Hot Weather Meal: White Bean Tuna Salad

I hate to admit it, but San Diego has made me soft. I grew up in New Hampshire enduring weather from opposite ends of the spectrum — from negative temperatures and feet of snow to hot, humid, 100-degree summers to rain, sleet, hail, ice…you name it. But now living in San Diego, I like my perfect 70-75 degree weather quite a lot, thankyouverymuch, and after a week or so of 85-90 degree days, I’ve had it! I’m melting here! (Disclaimer: I don’t have air conditioning in my house and I normally don’t need it — it’s just a few times a year when it’s painful. This is one of those times.) I spent today searching for coffee shops with air conditioning where I could hang out and not be sweating.

The first thing I did when I sat down in said coffee shop? Google search for hot weather meals. I just couldn’t imagine the thought of turning on my oven — or my stove for that matter — and making my little house any hotter than it is already. And I found a great little recipe that made me very happy: White Bean Tuna Salad by Giada. Not only did I not have to cook — I barely had to do anything! It was super easy and really tasty and flavorful as well.

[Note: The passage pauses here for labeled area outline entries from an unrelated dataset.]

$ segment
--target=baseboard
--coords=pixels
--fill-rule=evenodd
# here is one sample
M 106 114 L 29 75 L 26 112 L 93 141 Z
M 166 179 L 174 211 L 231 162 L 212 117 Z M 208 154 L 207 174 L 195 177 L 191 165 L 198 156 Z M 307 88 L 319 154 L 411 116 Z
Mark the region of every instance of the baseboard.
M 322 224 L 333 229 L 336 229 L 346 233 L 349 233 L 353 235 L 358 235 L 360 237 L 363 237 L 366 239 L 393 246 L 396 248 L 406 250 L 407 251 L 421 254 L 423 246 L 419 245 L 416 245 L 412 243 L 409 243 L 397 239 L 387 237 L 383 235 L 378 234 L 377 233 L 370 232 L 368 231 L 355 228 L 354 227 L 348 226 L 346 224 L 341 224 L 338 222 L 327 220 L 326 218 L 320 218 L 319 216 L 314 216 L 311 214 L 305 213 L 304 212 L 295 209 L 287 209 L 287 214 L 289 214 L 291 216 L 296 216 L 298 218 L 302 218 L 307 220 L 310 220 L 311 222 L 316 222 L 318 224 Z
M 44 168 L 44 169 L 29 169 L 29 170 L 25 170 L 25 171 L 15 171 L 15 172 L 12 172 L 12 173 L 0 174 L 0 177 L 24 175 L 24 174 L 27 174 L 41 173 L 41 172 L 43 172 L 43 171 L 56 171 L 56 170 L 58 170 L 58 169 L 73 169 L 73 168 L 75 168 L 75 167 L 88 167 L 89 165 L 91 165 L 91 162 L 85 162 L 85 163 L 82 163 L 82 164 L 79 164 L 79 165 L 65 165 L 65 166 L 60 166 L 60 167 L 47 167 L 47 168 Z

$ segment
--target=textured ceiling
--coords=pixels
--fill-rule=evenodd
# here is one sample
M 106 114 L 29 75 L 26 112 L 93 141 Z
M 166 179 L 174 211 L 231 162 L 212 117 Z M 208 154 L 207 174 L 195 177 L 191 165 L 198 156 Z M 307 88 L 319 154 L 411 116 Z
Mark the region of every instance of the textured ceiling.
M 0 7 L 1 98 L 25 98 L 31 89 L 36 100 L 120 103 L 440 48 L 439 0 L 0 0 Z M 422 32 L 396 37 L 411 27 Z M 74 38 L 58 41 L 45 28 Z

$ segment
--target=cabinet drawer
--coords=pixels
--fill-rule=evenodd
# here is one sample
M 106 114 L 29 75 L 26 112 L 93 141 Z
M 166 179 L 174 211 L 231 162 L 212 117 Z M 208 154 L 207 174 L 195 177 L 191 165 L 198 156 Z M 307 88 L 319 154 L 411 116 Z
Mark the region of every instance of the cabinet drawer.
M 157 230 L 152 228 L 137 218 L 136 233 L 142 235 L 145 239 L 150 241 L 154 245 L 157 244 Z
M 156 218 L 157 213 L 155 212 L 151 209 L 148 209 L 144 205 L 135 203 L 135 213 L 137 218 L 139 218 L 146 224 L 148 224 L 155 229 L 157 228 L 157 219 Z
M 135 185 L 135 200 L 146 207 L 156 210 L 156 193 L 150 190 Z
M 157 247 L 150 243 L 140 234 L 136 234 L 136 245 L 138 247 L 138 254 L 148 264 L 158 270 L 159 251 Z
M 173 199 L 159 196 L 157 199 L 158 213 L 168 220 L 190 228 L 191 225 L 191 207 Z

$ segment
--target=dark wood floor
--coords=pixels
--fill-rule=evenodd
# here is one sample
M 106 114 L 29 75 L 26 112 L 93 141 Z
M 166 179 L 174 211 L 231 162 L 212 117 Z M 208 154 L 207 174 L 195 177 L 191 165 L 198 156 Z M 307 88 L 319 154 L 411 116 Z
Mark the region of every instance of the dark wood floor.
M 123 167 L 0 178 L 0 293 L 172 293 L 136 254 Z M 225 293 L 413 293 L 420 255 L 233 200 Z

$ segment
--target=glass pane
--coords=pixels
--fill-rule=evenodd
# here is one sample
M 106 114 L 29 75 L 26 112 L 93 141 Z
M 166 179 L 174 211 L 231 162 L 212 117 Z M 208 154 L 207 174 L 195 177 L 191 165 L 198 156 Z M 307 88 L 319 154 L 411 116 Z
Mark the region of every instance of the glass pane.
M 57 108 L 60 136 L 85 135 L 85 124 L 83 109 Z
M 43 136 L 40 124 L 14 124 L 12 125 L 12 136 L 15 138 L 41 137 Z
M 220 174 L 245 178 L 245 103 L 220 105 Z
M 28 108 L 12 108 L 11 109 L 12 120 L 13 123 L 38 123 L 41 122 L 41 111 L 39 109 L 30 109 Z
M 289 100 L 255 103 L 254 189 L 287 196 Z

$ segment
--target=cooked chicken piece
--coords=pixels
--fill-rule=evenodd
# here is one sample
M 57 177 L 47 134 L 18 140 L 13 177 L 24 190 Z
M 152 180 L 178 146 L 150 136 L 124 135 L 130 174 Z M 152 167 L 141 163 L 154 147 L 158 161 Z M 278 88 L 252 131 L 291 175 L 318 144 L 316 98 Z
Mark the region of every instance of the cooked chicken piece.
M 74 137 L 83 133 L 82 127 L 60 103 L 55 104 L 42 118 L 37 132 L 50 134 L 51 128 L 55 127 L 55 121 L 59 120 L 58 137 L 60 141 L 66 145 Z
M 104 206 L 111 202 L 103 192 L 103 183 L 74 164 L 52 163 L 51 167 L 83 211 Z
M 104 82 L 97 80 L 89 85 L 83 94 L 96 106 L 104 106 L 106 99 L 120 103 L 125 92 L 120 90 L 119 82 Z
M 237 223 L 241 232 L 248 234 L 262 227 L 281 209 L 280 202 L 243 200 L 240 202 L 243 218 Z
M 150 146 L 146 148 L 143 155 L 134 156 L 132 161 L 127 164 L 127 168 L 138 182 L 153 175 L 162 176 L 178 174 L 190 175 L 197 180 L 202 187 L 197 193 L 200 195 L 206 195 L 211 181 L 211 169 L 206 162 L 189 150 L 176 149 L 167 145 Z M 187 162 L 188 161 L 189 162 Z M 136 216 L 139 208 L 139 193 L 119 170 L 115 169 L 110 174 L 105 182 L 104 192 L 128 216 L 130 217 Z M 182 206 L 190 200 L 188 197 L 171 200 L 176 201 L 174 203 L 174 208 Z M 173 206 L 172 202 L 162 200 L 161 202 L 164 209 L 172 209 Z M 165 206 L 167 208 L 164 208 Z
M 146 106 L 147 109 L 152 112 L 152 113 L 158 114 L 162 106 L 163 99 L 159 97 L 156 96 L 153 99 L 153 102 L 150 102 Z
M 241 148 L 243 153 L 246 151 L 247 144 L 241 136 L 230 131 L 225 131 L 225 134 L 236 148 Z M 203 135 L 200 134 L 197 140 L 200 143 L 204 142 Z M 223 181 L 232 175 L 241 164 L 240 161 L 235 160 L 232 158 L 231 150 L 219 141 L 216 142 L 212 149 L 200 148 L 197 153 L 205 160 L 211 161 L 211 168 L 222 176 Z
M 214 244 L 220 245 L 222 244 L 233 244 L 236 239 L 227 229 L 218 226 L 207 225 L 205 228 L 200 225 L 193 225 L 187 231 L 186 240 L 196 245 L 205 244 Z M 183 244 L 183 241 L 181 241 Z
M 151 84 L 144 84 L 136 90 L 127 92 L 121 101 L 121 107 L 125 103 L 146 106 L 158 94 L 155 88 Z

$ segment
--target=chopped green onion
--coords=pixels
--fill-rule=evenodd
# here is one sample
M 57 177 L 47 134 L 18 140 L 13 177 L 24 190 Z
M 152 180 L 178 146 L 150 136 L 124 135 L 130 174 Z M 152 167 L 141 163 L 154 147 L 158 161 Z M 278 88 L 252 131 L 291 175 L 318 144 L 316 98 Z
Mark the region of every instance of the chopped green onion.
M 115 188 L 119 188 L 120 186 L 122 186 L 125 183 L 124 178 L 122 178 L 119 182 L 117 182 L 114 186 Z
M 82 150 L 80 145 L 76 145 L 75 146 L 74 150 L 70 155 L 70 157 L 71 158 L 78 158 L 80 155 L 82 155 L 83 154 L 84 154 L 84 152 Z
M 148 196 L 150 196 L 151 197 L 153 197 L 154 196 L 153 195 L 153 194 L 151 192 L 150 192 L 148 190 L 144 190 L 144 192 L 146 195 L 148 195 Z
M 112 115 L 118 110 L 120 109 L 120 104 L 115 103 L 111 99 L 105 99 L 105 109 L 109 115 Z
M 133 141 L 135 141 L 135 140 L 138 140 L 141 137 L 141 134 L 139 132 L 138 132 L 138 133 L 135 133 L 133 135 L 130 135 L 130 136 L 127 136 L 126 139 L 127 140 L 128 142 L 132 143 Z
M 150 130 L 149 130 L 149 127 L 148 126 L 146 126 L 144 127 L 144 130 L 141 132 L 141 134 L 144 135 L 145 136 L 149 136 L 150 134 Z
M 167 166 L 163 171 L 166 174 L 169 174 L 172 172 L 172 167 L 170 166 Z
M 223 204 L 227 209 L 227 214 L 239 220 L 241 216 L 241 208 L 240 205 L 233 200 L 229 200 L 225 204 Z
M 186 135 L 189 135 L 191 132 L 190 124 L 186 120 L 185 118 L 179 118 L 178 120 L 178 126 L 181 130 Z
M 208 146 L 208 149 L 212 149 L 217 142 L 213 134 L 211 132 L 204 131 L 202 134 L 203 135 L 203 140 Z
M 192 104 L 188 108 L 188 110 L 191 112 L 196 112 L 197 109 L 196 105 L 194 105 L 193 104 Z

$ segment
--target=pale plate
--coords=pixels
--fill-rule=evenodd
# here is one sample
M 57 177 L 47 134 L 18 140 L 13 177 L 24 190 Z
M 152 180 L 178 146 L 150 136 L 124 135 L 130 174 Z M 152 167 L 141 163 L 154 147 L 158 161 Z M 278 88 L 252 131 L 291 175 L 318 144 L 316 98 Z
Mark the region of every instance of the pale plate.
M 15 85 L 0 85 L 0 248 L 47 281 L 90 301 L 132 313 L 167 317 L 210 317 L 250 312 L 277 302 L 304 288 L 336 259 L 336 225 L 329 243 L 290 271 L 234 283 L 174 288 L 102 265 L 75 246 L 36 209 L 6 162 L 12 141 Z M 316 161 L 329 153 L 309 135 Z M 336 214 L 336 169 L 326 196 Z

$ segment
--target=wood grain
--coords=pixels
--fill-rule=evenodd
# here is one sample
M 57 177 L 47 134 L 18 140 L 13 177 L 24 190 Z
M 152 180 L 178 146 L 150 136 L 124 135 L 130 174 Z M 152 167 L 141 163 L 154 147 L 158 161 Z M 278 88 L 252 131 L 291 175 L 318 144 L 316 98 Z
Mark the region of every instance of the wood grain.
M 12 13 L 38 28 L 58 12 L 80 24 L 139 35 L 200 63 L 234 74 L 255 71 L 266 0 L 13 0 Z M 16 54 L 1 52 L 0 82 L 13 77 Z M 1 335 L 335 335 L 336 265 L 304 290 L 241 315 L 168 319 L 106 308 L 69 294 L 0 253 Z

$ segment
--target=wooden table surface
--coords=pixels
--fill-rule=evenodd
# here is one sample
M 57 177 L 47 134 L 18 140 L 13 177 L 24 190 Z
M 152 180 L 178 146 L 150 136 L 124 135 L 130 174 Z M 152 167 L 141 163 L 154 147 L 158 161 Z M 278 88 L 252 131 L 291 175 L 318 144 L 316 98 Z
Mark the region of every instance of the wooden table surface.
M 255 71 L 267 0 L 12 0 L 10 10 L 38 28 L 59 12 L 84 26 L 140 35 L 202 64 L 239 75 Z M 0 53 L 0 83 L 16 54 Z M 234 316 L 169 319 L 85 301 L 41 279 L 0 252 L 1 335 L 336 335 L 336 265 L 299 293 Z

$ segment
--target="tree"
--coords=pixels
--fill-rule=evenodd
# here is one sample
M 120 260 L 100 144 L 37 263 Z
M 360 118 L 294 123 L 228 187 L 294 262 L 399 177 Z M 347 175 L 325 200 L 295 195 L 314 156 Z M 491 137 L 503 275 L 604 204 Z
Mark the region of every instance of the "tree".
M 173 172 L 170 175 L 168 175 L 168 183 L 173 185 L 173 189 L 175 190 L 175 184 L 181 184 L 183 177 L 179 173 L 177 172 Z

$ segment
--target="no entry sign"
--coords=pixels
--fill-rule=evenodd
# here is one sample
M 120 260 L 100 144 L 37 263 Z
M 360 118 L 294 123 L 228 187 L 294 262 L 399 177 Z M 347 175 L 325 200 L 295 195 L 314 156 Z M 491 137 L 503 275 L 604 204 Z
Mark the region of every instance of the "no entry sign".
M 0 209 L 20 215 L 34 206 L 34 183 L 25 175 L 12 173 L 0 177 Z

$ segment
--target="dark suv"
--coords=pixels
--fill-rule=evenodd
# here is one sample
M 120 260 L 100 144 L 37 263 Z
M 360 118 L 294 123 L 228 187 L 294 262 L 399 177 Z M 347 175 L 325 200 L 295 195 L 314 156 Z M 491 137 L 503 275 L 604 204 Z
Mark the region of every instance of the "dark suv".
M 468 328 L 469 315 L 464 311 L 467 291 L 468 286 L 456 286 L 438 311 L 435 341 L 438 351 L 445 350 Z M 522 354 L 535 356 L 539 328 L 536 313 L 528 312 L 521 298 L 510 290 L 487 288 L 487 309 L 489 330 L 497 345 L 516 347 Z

The trick to this is making sure you use chunk light tuna packed in oil — NOT water. It makes the tuna more moist and you get lots of flavor in the oil, which Giada uses as the base for the dressing. Mix the tuna in with canned white beans (easy!), grape tomatoes, capers, some red onion, salt and pepper, and dress with oil/red wine vinegar, throw it on some arugula and you’re good to go! I ate this outside at my table tonight.

TW’s Tips

  • Use oil-packed tuna, not water-packed.
  • I would consider cutting the tomatoes in half. She doesn’t call for it, but it would spread the tomato out so you get some in each bite.
  • I’m not a big red onion fan so I used a small shallot, which is more mild, and it was delicious.
  • The dressing made a lot, so I ended up draining some off at the end. Maybe cut it by 1/3.

Enjoy, and stay cool!

White Bean Tuna Salad

Ingredients

  • 2 (6-ounce) cans dark meat tuna, packed in olive oil
  • 2 (15-ounce) cans cannelini white beans, drained and rinsed
  • 1/3 cup small capers, nonpareil in brine, drained and rinsed
  • 6 tablespoons red wine vinegar
  • Sea salt and fresh ground black pepper
  • 1 medium red onion, thinly sliced
  • 1 1/2 cups cherry tomatoes
  • 2 cups fresh arugula
  • 6 fresh basil leaves

Directions

In a large bowl, add the tuna, reserving the olive oil in a separate small bowl. Break tuna into bite-size pieces with a large fork. Add the beans and capers. Into the bowl of olive oil, add the red wine vinegar. You should have 1 part vinegar to 2 parts oil – add more extra-virgin olive oil if necessary. Season with salt and pepper. Pour dressing on the tuna, bean and caper mixture and allow the flavors to infuse while slicing the vegetables. Add the onion and tomatoes to tuna mixture and toss gently.

Place the arugula on a large decorative platter and top with tuna mixture. Tear fresh basil leaves over the top and serve immediately.